Here we have \[p(y|\mu, \sigma^2) = \frac{1}{\sqrt{2\pi \sigma^2}} \exp\left(-\frac{(y-\mu)^2}{2\sigma^2} \right).\] This can be rewritten with \begin{align} \eta &= \mu, \\ s &= \sigma^2, \\ g(\eta) &= \frac{\eta^2}{2}, \\ h(y, s) &= \frac{1}{\sqrt{2\pi s}}\exp\left(-\frac{y^2}{2s}\right). \end{align} We get \(\hat y = \eta\) and therefore \(\psi = \operatorname{id}\) and \(f = \operatorname{id}.\) We obtained univariate linear regression \(\hat y (\bfx) = \bfw^T\bfx!\) The associated loss function is the mean squared error \[\ln p(\bfy | \bfx, \sigma^2, \bfw) = \frac{1}{\sigma^2} \sum_{n=1}^N \left(y_n - \hat y(\bfx)\right)^2 + \text{const.}\]
Isotropic Mulitvariate Gaussian.
\[p(\bfy | \bfmu, \sigma^2) = \frac{1}{(2\pi \sigma^2)^{d/2}} \exp\left(-\frac{1}{2\sigma^2}(\bfy - \bfmu)^T(\bfy - \bfmu)\right). \] It is easy to see that \begin{align} \bfeta &= \bfmu, \\ s &= \sigma^2, \\ g(\bfeta) &= \frac{1}{2}\bfmu^T\bfmu, \\ h(\bfy, s) &= \frac{1}{(2\pi s)^{d/2}} \exp \left(-\frac{1}{2s}\bfy^T\bfy\right). \end{align} Again we have \(\hat \bfy = \bfeta\) and obtained multivariate linear regression \(\hat\bfy(\bfx) = \bfW^T\bfx\) with mean squared loss \[\ln p(\bfY | \bfY, \sigma^2, \bfW) = \frac{1}{\sigma^2} \sum_{n=1}^N ||\bfy_n - \hat y(\bfx)||^2_2 + \text{const.}\]
Bernoulli.
\[p(y|\mu) = \mu^y (1-\mu)^{1-y}, \quad y \in \{0,1\}\] Write the mass function in form of \[p(y|\mu) = \exp\left(y\ln \mu + (1-y)\ln(1-\mu)\right) = \exp\left(\ln\left(\frac{\mu}{1-\mu}\right)y +\ln(1-\mu)\right)\] \begin{align} \eta &= \ln\left(\frac{\mu}{1-\mu}\right) \quad \text{(logit function)}, \\ s &= 1, \\ f(\eta) &= \frac{1}{1 + \exp(-\eta)} \quad \text{(sigmoid function $\sigma$)},\\ g(\eta) &= \ln(1 + \exp(\eta)),\\ h(\eta, s) &= 1. \end{align} We got two-class logistic regression \(\hat y(\bfx) = \sigma(\bfw^T\bfx)\)!
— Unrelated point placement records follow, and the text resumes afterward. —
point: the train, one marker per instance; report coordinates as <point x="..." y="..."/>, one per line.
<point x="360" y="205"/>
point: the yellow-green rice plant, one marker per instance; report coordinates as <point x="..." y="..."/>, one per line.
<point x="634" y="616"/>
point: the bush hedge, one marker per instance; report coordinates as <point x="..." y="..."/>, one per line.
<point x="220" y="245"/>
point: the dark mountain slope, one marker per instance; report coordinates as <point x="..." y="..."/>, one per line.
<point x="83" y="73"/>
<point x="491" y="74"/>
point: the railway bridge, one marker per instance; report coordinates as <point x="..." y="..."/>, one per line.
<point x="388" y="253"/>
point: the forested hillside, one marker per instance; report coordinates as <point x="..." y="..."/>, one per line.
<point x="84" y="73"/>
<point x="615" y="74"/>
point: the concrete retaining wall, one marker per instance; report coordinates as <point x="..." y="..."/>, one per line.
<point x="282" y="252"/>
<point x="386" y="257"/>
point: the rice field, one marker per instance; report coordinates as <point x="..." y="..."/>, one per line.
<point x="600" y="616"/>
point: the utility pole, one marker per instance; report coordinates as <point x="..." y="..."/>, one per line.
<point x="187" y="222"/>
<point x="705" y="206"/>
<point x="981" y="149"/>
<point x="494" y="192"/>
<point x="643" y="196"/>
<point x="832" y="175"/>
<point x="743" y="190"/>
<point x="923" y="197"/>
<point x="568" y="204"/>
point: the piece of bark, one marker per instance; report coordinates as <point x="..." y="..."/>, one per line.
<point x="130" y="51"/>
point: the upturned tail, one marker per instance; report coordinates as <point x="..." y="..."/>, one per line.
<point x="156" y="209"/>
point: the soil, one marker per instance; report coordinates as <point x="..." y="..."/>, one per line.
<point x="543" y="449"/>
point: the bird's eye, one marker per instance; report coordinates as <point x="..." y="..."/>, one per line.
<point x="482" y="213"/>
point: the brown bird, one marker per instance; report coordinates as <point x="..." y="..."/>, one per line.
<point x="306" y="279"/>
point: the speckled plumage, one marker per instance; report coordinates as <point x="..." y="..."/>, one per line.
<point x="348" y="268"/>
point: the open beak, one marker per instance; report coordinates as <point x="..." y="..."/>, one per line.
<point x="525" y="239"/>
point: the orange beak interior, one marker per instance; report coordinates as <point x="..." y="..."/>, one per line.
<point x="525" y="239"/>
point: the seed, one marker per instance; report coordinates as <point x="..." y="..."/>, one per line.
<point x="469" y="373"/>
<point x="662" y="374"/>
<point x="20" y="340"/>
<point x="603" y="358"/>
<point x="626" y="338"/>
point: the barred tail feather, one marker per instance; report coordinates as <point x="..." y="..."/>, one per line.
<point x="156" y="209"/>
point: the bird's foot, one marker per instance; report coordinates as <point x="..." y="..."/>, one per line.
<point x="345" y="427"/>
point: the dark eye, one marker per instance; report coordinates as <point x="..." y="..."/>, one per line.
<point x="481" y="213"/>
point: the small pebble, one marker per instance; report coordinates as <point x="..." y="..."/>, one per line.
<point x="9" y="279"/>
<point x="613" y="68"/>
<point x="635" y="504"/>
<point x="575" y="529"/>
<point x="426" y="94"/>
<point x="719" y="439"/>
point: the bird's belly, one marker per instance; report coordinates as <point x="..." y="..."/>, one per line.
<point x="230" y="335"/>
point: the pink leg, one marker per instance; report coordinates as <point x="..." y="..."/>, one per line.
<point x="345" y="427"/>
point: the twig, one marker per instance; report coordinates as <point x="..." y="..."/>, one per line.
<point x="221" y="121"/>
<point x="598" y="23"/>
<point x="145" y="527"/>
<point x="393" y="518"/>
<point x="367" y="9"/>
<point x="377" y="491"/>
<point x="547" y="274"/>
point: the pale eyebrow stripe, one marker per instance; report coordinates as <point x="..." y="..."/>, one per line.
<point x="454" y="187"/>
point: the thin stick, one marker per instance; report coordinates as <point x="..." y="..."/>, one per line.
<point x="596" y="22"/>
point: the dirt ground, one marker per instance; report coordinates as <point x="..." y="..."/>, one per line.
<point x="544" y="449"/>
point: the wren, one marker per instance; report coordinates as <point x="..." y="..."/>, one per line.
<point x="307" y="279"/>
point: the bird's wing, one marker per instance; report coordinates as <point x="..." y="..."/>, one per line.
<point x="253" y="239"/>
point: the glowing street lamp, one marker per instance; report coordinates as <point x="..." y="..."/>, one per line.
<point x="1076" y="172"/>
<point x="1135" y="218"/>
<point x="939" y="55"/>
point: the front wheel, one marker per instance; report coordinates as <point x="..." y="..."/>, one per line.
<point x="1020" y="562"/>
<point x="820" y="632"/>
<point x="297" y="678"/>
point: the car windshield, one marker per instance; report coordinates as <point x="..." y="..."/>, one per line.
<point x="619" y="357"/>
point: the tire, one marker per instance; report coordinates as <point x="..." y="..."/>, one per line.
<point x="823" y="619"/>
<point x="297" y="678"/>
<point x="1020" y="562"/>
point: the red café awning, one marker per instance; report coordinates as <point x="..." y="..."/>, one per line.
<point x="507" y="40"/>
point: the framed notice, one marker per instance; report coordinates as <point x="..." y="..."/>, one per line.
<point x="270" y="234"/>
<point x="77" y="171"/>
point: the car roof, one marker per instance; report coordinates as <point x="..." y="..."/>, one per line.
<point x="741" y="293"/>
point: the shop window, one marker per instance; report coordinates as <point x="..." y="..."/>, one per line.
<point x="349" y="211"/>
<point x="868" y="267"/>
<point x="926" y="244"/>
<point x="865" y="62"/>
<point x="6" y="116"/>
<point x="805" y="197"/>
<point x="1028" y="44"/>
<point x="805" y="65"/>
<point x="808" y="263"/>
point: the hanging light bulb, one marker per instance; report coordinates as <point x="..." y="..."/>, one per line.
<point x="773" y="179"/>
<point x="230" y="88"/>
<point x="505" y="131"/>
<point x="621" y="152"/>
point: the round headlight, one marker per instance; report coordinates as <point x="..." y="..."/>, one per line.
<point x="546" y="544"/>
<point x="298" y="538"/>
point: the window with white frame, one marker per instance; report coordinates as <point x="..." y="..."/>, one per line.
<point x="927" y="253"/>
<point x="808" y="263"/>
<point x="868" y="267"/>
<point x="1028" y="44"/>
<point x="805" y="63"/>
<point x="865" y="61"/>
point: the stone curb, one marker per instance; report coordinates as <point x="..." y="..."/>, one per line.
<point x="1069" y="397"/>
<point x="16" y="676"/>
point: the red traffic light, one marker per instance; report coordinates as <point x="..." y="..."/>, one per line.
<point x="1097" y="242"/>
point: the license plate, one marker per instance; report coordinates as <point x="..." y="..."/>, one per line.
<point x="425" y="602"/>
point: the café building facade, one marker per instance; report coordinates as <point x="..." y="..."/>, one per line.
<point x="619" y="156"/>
Here we have the cross entropy loss function \[\ln p(\bfy | \bfx, \bfw) = \sum_{n=1}^N y_n \ln \hat y_n + (1-y)\ln(1-\hat y_n).\] Lastly, \[f'(a) = \frac{\exp(-a)}{(1+\exp(-a))^2} = \frac{1}{1+\exp(-a)}\left(1-\frac{1}{1+\exp(-a)} \right) = \hat y (1 - \hat y). \] The same link and activation function work for the Binomial distribution, but with \(g(\eta) = n \ln(1+\exp(\eta))\) and \(h(y) = \left(\frac{n}{y} \right).\)
Categorical.
\[p(\bfy | \bfmu) = \prod_{i=1}^p \mu_i^{y_i}, \quad \text{$\bfy$ is onehot enoding.} \] This density function can be expressed as \[p(\bfy | \bfmu) = \exp\left(\sum_{i=1}^p y_i \ln \mu_i\right).\] An easy variant would be \(\bfeta = (\ln \mu_1, \dots, \ln \mu_p)^T\) but the following is also possible: \begin{align} \eta_j &= \ln \frac{\mu_j}{1-\sum_{i=1}^{p-1}\mu_i}, \eta_p = 0,\\ s &= 1, \\ f_j(\bfeta) &= \frac{\exp(\eta_j)}{\sum_{i=1}^{p} \exp(\eta_i)} \quad \text{(softmax function)}, \\ g(\bfeta) &= \ln\left(\sum_{i=1}^p \exp(\eta_i) \right), \\ h(\bfeta, s) &= 1. \end{align} We obtained multi-class logistic regression with \(\hat\bfy (\bfx) = \operatorname{softmax}(\bfW^T\bfx)\) with multi-class cross entropy loss \[\ln p(\bfY | \bfX, \bfW) = \sum_{n=1}^N \sum_{i=1}^p y_{ni} \ln \hat y_{ni}.\] Lastly, \[\frac{\partial f_j}{\partial a_i}(\bfa) = \frac{\delta_{ij}\exp(a_i) - \exp(a_j)\exp(a_i)}{\left( \sum_{k=1}^p \exp(a_k) \right)^2 } = \hat y_j(\delta_{ij} - \hat y_i).\] The same link and activation function work for the Multinomial distribution, but with \(g(\bfeta) = n \ln\left(\sum_{i=1}^p \exp(\eta_i)\right)\) and \(h(y) = \frac{n!}{\prod_{i=1}^p y_i}.\)
Poisson.
\[p(y|\lambda) = \frac{\lambda^y}{y!}\exp(-\lambda), \quad y \in \mathbb{N}.\] It is easy to rewrite \begin{align} \eta &= \ln \lambda, \\ s &= 1, \\ g(\eta) &= \exp(\eta), \\ h(y, s) &= \frac{1}{y!}. \end{align} We have \(\psi = \ln\), \(f = \exp\). As expected we obtain Poisson regression \(\hat y(\bfx) = \exp(\bfw^T\bfx)\) with \[ \ln p(\bfy | \bfx, \bfw) = \sum_{n=1}^N \left( y_n \ln \hat y_n - \hat y_n - \ln y_n!\right).\] Lastly, \[f'(a) = \exp(a) = \hat y.\]